Para a BlackRock, as palavras de Draghi neste momento têm mais peso do que as de sua contraparte no Fed, Janet Yellen. A Goldman Sachs Asset Management afirma que o comandante do BCE foi quem realmente motivou o recuo do mercado de títulos. Curvas de juros, contratos de swap, desempenho das moedas e posições especulativas no mercado de câmbio também corroboram a importância do BCE no movimento global de aperto monetário.

Indicadores e temporada de resultados
Um dos grandes “eventos” da próxima semana é o início da temporada de resultados corporativos do segundo trimestre, apesar de ainda contar com poucas divulgações: Weg, Localiza e Paranapanema, a partir de quarta-feira (19).

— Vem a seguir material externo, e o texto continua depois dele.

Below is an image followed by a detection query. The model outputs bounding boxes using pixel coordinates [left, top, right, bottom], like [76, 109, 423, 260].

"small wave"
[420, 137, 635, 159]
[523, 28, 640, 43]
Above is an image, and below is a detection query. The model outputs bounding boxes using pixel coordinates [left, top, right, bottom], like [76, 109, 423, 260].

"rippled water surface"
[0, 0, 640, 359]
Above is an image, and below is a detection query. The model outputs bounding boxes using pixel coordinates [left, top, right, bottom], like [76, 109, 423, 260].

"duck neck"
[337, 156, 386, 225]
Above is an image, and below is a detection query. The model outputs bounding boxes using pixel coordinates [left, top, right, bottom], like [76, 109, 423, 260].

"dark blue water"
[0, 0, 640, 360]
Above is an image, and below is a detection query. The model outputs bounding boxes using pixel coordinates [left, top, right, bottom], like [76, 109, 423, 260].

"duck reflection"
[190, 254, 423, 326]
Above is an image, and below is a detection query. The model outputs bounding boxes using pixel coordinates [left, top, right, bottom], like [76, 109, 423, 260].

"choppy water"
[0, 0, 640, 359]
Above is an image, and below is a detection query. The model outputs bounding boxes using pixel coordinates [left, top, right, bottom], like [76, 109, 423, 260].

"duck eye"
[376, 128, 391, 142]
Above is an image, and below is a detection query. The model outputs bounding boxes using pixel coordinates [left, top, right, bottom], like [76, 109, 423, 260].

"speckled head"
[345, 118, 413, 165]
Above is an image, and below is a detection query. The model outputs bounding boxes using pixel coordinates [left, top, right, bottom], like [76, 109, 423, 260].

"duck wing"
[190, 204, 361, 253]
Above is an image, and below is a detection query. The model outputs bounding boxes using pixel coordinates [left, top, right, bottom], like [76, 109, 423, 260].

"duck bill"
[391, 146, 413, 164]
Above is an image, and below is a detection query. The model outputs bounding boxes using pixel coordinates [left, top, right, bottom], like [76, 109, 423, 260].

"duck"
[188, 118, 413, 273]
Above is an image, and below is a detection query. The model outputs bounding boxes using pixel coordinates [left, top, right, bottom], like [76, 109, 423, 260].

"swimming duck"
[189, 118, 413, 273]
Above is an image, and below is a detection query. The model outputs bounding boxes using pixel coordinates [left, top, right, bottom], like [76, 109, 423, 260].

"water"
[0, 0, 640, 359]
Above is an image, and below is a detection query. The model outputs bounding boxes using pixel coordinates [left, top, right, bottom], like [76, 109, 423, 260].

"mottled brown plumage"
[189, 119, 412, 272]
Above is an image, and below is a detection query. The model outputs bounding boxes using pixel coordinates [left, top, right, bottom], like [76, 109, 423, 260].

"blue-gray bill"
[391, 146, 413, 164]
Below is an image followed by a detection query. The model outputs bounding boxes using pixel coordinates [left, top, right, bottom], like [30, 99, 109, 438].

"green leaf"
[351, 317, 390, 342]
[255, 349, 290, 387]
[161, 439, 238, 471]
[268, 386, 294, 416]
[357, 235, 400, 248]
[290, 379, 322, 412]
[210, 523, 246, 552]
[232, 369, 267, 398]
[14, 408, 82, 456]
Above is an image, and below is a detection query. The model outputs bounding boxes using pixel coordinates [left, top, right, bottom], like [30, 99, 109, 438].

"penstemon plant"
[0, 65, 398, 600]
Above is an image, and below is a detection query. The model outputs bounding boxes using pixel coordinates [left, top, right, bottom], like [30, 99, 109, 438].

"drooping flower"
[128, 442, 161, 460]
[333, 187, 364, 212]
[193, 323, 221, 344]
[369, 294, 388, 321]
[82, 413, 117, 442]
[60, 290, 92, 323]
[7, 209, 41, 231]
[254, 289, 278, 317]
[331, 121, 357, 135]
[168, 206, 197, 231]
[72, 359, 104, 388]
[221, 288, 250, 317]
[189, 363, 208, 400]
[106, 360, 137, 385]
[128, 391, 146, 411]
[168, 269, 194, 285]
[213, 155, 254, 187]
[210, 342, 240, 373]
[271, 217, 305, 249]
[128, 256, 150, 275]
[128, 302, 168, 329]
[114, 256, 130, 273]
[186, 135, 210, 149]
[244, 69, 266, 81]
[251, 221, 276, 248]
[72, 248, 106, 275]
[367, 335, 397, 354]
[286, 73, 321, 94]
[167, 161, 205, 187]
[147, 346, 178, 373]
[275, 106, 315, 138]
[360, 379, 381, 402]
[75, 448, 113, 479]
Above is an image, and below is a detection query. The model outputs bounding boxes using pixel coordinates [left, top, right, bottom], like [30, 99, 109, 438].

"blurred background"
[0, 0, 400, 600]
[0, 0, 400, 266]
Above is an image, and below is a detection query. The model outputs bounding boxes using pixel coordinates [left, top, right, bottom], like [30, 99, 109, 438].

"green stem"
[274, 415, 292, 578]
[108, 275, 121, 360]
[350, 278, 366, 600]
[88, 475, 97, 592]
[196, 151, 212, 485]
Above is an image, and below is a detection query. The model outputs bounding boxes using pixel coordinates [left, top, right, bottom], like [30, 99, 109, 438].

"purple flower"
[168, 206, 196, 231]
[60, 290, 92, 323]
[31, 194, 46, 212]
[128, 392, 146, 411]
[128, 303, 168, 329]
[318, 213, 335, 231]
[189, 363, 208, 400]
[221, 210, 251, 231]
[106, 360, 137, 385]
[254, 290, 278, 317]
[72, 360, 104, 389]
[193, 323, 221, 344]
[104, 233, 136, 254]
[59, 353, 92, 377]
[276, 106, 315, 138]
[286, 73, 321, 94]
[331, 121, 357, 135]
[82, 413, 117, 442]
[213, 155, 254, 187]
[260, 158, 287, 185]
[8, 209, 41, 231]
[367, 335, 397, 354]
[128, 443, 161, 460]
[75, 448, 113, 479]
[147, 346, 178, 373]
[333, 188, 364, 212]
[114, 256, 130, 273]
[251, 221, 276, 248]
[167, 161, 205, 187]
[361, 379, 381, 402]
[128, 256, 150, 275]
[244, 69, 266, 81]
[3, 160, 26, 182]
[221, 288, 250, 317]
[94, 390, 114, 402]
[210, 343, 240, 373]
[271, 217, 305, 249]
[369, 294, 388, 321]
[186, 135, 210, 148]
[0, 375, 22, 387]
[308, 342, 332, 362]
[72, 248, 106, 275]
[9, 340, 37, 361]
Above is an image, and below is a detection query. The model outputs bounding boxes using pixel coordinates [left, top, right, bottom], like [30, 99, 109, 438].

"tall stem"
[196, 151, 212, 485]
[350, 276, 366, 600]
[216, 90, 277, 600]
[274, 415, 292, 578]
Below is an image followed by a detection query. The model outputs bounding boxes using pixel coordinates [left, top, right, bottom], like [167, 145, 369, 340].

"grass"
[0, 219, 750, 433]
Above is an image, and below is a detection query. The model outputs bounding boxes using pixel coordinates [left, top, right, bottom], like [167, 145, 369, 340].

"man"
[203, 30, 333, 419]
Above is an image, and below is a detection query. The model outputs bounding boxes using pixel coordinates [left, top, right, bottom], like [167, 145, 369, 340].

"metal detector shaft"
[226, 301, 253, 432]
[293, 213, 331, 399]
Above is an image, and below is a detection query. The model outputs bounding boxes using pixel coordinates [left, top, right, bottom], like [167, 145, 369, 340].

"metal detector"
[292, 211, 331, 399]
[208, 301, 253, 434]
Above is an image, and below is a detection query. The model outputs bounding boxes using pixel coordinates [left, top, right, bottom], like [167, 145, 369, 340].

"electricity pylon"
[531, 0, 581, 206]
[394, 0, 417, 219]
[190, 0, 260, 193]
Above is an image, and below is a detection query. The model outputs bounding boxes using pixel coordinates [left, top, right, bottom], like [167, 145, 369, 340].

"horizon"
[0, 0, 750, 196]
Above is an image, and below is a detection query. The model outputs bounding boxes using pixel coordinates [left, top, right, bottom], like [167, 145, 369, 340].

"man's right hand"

No Brasil, atenção especial para o IPCA-15, que após a deflação de junho deve mostrar uma nova queda da taxa neste início de mês. Marcado para ser divulgado na quinta-feira (20), às 9h (horário de Brasília), o indicador deve registrar queda de 0,13%, segundo compilado pela Bloomberg, ante resultado de +0,16% no mês passado.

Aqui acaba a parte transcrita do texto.